Most detergents and maintenance products are mixtures, so they must be classified, labelled and packaged in accordance with the CLP Regulation.
The International Association for Soaps, Detergents and Maintenance Products (A.I.S.E.) has created the Detergent Industry Network for CLP Classification for skin and eye effects (DetNet) to help manufacturers classify and label their products in accordance with European legislation. DetNet is a data-sharing network that provides access to shared, robust and up-to-date test data and expertise to help companies, especially SMEs, to derive the appropriate classification and label for their products for skin and eye effects. DetNet helps cleaning and maintenance products manufacturers inform consumers about the actual hazards of the products by enabling a greater differentiation in product classification than the one provided by the calculation method. In this way, classification derived from DetNet will help in recognising hazardous products and handling them safely.
EU detergent regulation (EU 648/2004)
The EU Detergent Regulation has been in force since 2005 and updated regularly since then. The regulation, which aims to ensure health and environmental protection, sets basic conditions for the sales of detergents and surface treatment substances within the EU. According to the regulation, detergents must be biodegradable, as they typically end up in sewers and wastewater treatment plants. The packaging of detergents must also list the ingredients and provide recommended dosages to minimise health risks (including allergic symptoms) and excessive use.
The regulation has been updated to restrict the use of inorganic phosphates in domestic laundry and dishwashing detergents. Accordingly, inorganic phosphates have been banned from laundry detergents since June 2013 and from dishwashing detergents since January 2017.
Biocidal products regulation (BPR, EU NO 528/2012)

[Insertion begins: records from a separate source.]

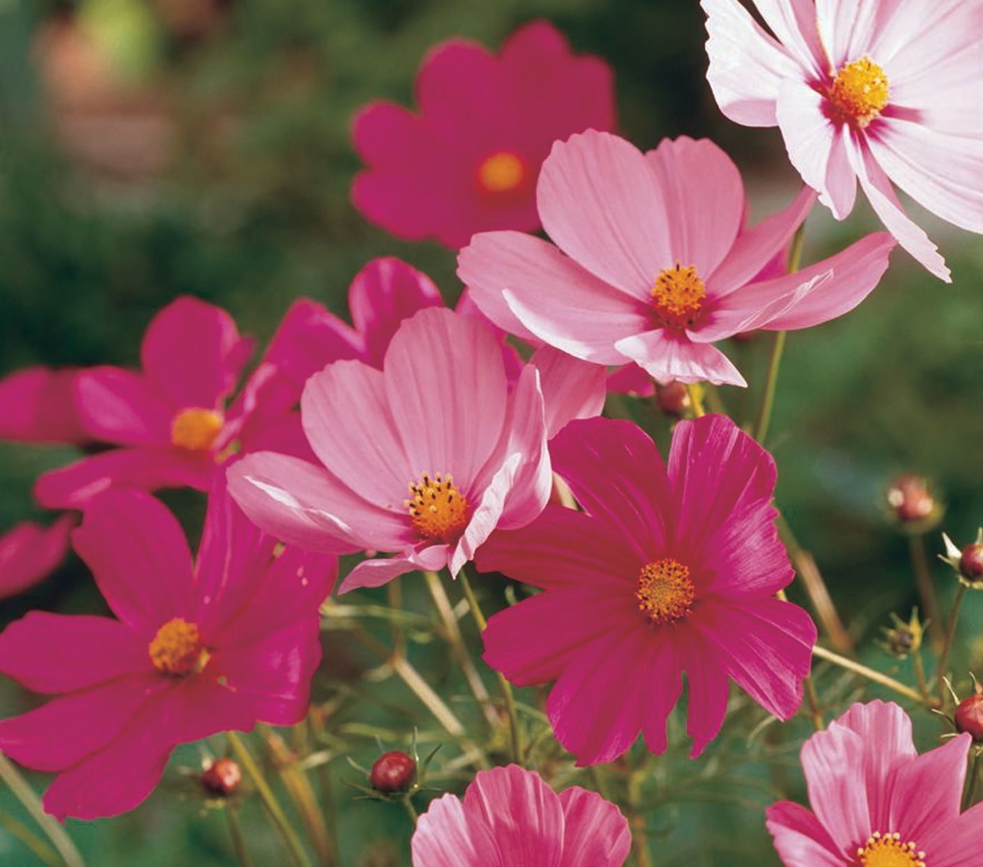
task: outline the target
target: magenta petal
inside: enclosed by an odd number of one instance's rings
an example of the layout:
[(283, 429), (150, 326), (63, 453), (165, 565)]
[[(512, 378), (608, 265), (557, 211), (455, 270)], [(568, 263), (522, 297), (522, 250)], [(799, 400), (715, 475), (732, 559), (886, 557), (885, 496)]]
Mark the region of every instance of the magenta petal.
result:
[(631, 832), (621, 811), (579, 785), (559, 793), (563, 808), (563, 858), (558, 867), (621, 867)]
[(113, 612), (152, 637), (173, 617), (190, 616), (191, 551), (181, 525), (142, 491), (109, 491), (89, 503), (72, 543), (92, 570)]
[(150, 670), (146, 641), (109, 617), (29, 611), (0, 632), (0, 671), (33, 692), (71, 692)]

In many parts of the world, good hygiene is still a major challenge, and many people die each day due to unclean water, poor hygiene or lack of sanitation. Hygiene standards in Europe are very high, but SARS, bird and swine flu, and MRSA-type epidemics are still potential threats. Good hygiene is essential for combatting these threats.
Biocidal products, such as disinfectants for surfaces and public spaces, are subject to the EU’s Biocidal Products Regulation, which entered into force in 2013. The regulation aims to simplify the approval of active substances and authorisation of biocidal products.
Biocidal products use active substances to protect humans, animals, materials or articles against harmful organisms like pests or bacteria.
In addition to the above-mentioned EU regulations, detergent manufacturers must comply with their own national and local legislation. In Finland, for example, manufacturers must submit chemical notifications and quantity notifications as required by the authorities, as well as comply with national biocidal product approvals. Furthermore, aerosol-type products are subject to the national aerosol decree and regulations concerning the denaturing of alcohol.
In general, chemicals sold in the EU must comply with REACH regulations and biocide products also with BPR. Sourcing chemical raw materials for your products from a reliable European supplier means that you can save time having to deal with registrations and related bureaucracy yourself. At the same time, you can be sure that the products are EU-compliant. Further information about EU regulations concerning detergents and cleaning products can be found on the A.I.S.E and ECHA websites. You can also find useful tips on the websites of the Finnish Cosmetic, Toiletry and Detergent Association and the Finnish Safety and Chemicals Agency.